第29話 お爺ちゃん 子供達を救う


 居住区の通気孔に隠れていたのは男女4人の子供達。


「君達だけ? 大人の人は?」

「………」


 彼方が子供達に大人ははいないのか問いかけると、子供達は俯いたまま首を横に振る。


「何があったか、誰かわかるかのう?」

「………」



 源三郎が研究所で何が起きたのか問うと、また子供達は俯いて無言だったが、年長者と思われる少女がデータストレージをポケットから取り出して源三郎達に差し出す。


「データストレージ?」

「お爺ちゃんが………証拠は全部ここにあるって………外から大人の人が来たら渡しなさいって」


 怪訝な顔でデータストレージを受けとるノエル。

 データストレージを受けとると、少女はか細い声で呟く。


「中身を拝見しても?」

「………」

 鈴鹿は子供達に視線をあわせるようにしゃがみ、優しく話しかける。データストレージを渡した少女は同意するように頷く。

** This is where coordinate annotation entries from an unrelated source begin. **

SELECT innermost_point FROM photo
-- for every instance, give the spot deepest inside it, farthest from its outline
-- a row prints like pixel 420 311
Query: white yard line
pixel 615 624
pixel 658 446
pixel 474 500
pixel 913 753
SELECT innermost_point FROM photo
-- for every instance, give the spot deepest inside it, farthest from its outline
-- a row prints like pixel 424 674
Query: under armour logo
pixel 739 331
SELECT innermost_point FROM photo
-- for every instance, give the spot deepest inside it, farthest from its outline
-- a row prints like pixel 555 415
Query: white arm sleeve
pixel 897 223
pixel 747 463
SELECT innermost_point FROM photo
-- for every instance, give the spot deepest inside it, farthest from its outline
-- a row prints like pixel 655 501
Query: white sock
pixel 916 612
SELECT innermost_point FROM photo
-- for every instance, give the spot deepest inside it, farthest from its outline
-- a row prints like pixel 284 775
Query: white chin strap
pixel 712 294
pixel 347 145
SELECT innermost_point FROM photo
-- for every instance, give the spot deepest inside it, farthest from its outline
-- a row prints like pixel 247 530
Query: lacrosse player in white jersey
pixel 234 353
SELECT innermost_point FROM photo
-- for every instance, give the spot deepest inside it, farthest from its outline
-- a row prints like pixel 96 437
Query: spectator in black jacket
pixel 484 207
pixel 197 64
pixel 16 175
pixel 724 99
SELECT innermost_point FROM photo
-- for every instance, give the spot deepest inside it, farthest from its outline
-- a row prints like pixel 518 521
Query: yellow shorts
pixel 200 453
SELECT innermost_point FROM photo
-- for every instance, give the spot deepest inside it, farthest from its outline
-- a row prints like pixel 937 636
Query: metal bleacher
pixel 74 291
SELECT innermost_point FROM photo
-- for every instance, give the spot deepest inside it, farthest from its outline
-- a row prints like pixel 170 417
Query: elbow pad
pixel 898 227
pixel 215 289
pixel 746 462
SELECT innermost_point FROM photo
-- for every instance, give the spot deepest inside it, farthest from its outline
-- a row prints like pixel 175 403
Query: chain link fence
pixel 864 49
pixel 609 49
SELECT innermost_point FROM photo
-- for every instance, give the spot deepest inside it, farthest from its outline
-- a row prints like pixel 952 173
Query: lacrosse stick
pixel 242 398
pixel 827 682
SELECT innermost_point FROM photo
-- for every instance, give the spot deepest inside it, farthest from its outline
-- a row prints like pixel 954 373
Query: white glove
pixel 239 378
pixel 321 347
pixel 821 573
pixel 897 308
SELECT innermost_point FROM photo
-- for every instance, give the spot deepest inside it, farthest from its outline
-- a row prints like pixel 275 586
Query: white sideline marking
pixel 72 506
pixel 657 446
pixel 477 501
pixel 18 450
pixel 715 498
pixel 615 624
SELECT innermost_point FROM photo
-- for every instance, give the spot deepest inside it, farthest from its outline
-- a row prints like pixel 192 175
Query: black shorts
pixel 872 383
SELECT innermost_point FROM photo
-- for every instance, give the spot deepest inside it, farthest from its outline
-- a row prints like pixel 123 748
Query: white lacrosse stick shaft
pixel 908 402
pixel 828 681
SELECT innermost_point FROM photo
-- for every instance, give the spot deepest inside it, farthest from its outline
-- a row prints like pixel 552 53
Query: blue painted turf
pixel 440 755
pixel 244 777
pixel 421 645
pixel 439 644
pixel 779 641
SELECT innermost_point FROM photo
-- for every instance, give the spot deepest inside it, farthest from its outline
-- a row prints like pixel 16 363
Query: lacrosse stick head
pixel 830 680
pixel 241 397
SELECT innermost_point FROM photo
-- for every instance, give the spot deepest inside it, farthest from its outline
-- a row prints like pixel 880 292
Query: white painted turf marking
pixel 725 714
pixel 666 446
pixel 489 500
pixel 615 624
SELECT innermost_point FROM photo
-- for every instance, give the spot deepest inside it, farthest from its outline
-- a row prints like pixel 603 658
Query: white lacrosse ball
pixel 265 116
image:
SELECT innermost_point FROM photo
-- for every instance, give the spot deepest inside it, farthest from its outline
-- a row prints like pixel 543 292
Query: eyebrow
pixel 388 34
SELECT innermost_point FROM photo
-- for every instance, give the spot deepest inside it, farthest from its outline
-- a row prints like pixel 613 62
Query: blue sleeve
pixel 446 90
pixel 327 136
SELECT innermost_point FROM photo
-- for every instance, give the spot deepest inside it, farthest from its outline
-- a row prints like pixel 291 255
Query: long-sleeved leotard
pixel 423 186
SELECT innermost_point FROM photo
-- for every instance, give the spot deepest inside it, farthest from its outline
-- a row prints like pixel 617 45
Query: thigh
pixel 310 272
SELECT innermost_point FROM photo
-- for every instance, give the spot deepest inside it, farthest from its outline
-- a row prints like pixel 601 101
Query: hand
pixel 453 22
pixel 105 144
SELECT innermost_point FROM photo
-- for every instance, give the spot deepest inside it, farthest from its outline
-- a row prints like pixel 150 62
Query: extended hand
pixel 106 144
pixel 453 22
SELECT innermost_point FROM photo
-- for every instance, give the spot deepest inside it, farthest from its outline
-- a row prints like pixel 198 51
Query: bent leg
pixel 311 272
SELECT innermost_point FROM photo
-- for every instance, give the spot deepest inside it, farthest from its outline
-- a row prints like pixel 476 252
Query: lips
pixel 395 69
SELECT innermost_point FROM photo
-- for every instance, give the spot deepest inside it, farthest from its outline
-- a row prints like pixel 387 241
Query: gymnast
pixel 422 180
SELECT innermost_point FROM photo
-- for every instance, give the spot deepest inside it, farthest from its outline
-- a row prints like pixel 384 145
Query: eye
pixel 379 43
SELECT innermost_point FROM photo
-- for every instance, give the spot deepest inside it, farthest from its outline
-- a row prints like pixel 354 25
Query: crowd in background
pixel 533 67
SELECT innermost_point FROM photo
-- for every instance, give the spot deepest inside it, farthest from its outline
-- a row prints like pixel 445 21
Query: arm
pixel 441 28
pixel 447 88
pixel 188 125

『私の名前はネイハル。ここブラックホール観測研究所の所長です』


 データストレージを再生させると、白衣を着た年老いた白人男性の姿が映る。

 どうやら何処かに立てこもっているのか、ネイハル所長の背後には武装した研究員達が机や椅子で作られたバリケードに隠れて、扉を警戒している。


『我々はブラックホールのシュバルツシルト領域でエイリアン船の残骸を発見し、その残骸から冷凍カプセルを回収した』


 ネイハル所長は独白を続け、画面の半分では発見した冷凍カプセルの画像が表示される。


『冷凍カプセルの中には生命体が冷凍保存されていた。解凍に成功した我々はその生命体をXと名付け組織など研究した』


 ネイハル所長の独白は続き、アメーバ状態の生物の画像と遺伝子などの生物データが並列して表示されていく。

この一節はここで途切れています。